What is a good source rock?

Or – why a 1 % TOC won’t work in the real world

I recently worked in a well-es­tablished basin with proven hy­drocarbon accumulations. To my surprise, all reports and published papers routinely talked about local source rocks with barely 1 % Total Organic Carbon (TOC) and low Hydrogen Index (HI) kerogen as the main sources charging the system. They discussed other sources only marginally if at all. Not surprisingly, geochemical data and simple expul­sion and migration modelling clearly pointed towards different sources.

In petroleum system analysis, the term “good source rock” is used fre­quently – almost casually. Most geo­chemical literature defines a “good” source rock as one with a TOC con­tent above 1 wt. %, often alongside indicators of quality such as kerogen type and maturity. But in practice, this threshold is inadequate to explain hy­drocarbon accumulations in working petroleum systems.

The traditional TOC classifi­cation – commonly citing values of <0.5 % as poor, 0.5 – 1 % as fair, 1-2 % as good, and >2 % as excellent – fails to account for one critical fact: Expulsion is not enough. A source rock must ex­pel enough hydrocarbons not only to generate fluids but also to saturate mi­gration pathways, charge microtraps, and overcome capillary thresholds along the route to a viable reservoir trap. Otherwise, most expelled hy­drocarbons are lost to dispersion and adsorption before they ever reach a structural or stratigraphic trap.

Typical HI values for various organofacies after Trinity (ZetaWare).

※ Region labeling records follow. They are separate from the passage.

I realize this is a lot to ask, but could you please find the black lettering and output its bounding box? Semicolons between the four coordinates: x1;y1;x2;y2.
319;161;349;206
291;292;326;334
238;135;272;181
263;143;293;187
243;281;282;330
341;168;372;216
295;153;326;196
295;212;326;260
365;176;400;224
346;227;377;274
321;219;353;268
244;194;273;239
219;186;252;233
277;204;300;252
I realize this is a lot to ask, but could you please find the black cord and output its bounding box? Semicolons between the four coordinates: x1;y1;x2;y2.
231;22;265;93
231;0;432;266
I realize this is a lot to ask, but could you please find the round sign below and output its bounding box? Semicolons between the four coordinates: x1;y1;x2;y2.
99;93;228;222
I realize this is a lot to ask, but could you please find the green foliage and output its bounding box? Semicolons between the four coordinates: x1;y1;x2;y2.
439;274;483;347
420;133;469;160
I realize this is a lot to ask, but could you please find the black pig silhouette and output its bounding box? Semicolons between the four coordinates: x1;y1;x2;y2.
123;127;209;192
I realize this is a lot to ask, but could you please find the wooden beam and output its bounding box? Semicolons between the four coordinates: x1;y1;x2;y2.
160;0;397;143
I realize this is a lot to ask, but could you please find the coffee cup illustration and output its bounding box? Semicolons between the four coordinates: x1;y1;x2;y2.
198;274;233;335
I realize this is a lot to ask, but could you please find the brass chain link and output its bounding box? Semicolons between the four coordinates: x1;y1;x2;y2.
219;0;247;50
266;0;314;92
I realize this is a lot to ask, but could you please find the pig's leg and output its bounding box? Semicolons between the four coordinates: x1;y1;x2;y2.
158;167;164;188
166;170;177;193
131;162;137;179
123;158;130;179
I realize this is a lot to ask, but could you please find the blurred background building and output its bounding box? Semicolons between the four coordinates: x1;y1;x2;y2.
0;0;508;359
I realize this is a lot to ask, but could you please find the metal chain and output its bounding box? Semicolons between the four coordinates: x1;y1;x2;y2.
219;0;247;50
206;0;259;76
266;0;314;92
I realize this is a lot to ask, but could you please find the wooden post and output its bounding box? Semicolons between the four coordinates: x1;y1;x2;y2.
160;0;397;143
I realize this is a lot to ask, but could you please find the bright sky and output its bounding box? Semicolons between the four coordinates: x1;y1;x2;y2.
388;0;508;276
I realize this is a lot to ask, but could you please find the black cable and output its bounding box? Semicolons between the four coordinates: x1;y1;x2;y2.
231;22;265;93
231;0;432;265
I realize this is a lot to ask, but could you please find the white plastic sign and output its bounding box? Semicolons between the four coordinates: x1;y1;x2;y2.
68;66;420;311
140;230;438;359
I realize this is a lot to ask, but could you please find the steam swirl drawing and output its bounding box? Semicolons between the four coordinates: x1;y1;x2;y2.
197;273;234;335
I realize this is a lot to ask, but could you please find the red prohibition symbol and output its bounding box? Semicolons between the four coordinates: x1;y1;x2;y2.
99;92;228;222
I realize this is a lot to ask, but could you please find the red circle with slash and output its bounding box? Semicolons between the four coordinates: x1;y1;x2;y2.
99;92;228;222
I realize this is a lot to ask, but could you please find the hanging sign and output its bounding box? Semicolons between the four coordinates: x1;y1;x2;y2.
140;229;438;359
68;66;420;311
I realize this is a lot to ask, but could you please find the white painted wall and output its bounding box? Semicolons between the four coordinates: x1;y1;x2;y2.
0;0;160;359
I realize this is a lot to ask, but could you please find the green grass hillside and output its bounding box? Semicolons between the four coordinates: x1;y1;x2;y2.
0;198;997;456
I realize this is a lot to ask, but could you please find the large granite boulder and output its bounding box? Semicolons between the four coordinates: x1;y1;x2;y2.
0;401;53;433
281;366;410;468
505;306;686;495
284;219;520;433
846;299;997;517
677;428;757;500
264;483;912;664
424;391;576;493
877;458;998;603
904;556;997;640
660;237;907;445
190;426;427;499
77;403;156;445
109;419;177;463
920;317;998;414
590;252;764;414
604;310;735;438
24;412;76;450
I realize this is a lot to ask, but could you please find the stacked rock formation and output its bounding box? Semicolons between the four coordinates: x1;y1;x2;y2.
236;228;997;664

In practice, the most productive pe­troleum systems correlate with source rocks having TOC contents well above 2 %. My senior colleagues and men­tors pointed out this observation to me a long time ago.

This concept can be illustrated with simple expulsion and migration modelling in Trinity, a forward basin modelling software. Simulations using a 1 % TOC source rock will typical­ly show hydrocarbon expulsion, but once minor migration losses are intro­duced – such as leakage into second­ary porosity or inefficient carrier bed saturation – the system fails to charge the traps. The model becomes sensitive to assumptions: Permeability, satura­tion thresholds, and distance to trap. A seemingly “good” source rock ends up underdelivering, especially when scaled to field or basin level.

In contrast, models with source rocks above 2 % TOC demonstrate greater robustness. They not only ex­pel more hydrocarbons but also buffer against migration losses and charging inefficiencies. The difference between 1 % and 2 % TOC is not just quantita­tive – it is qualitative in terms of system behaviour and outcome.

Ultimately, we should revise our language and expectations. A 1 % TOC rock might be potentially good in the laboratory, but in the complex reality of subsurface petroleum systems, it’s insufficient. For confident trap charge and commercial accumulations, a truly good source rock starts at 2 % TOC. This small difference can make or break a basin’s prospectivity – and our under­standing of its petroleum system.